If message text is base64-encoded (or uuencoded), bogofilter cannot parse such message. Parsed tokens will be undecoded garbage.

The message have following format

====================================
More-Header-Lines
Content-Type: text/plain; charset="windows-1251"
Content-Transfer-Encoding: base64
Content-Disposition: inline
More-Header-Lines

BASE64-ENCODED-TEXT

The message is attached.

After a quick debugging, it look like a big logic problem with lexx parser which prefetches lines in advance. When parsers detects "end of message header" event, next line of message was already fetched and buffered by lexx. Since bogofilter still was in "header" mode at the point of this fetch, line was buffered as is, without base64 decoding.

Discussion

  • Roman Trunov
    Roman Trunov
    2009-03-13

    Example of base64-encoded spam message

     
    Attachments
    • status: open --> pending-works-for-me
     
  • Hi Roman,

    this bug is supposed to be fixed in bogofilter version 1.2.1. Can you please try the new bogofilter version and let us know if the problem persists?

    It appears fixed for me.
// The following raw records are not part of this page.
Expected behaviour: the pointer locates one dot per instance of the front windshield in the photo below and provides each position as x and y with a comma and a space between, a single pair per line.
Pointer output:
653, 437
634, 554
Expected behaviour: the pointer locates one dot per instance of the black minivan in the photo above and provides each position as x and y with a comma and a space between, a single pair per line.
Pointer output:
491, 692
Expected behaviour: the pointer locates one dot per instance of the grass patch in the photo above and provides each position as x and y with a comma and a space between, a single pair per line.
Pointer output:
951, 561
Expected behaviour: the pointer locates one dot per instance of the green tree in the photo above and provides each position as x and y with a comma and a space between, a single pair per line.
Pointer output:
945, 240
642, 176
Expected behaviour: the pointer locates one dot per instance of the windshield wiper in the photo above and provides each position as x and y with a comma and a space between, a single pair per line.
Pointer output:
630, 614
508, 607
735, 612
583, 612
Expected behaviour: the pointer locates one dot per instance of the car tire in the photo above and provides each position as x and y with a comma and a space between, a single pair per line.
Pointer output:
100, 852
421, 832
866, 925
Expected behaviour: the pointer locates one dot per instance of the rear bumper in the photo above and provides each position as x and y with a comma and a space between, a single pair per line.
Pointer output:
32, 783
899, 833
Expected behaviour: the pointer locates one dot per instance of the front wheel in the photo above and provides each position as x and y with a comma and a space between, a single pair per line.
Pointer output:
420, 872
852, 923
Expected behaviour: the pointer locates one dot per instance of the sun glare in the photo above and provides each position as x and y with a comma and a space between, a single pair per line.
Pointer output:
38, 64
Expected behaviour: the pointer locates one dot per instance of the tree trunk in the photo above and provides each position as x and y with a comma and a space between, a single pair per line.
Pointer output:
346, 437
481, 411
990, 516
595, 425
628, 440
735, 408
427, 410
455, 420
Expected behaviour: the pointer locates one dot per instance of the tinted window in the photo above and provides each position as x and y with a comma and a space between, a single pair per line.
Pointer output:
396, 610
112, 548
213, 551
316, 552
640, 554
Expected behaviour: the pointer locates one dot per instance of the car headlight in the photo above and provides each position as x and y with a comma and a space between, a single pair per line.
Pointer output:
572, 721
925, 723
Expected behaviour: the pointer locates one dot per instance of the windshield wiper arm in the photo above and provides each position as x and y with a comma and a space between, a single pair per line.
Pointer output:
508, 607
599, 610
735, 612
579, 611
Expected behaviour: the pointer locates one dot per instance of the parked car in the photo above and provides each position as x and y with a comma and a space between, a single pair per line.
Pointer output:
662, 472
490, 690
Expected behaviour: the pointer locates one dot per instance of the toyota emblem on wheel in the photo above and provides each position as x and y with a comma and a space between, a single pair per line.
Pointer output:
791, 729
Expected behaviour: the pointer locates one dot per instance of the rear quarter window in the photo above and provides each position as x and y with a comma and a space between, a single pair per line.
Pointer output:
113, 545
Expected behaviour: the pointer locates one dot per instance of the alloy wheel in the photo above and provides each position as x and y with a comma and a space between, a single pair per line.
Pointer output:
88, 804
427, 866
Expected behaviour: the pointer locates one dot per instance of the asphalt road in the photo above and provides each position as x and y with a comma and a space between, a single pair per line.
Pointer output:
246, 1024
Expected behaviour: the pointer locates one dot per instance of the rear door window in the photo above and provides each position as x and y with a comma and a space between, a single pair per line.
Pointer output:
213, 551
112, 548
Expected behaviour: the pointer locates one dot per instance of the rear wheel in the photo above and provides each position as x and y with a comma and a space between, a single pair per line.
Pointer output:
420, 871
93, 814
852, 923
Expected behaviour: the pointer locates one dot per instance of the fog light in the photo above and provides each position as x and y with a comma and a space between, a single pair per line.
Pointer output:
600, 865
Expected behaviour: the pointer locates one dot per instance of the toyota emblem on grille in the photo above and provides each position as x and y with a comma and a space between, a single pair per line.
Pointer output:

If I run bogolexer -p on your message, I get this (in the hopes that SourceForge does not trash it) which looks like proper Cyrillic script to me (I don't understand Slavic languages though):

    ...
    head:Content-Disposition
    head:inline
    head:Message-Id
    Привет
    Вам
    Необычное
    Приглашение!
    ...
    для
    лучших
    друзей!

    Thanks for taking the time to report this.

     
  • Oh, and I've indeed made sure that the lexer does not read ahead; I adjusted some rules so that the lexer itself needs not look past \n (line feed), and I made the lexer "interactive", so it does not read ahead voluntarily (i. e. unless it must).

     
  • David Relson
    David Relson
    2009-08-04

    Fixed in bogofilter-1.2.1 (released on 1 Aug 2009)

     
  • David Relson
    David Relson
    2009-08-04

    • status: pending-works-for-me --> closed-fixed
     
  • Roman has responded off-tracker (comment posting was already closed) this:
    "[...] the fix works fine. I tested Bogofilter
    1.2.1 on my collection of such one-liners and all of them
    were decoded properly. Thank you for fixing this."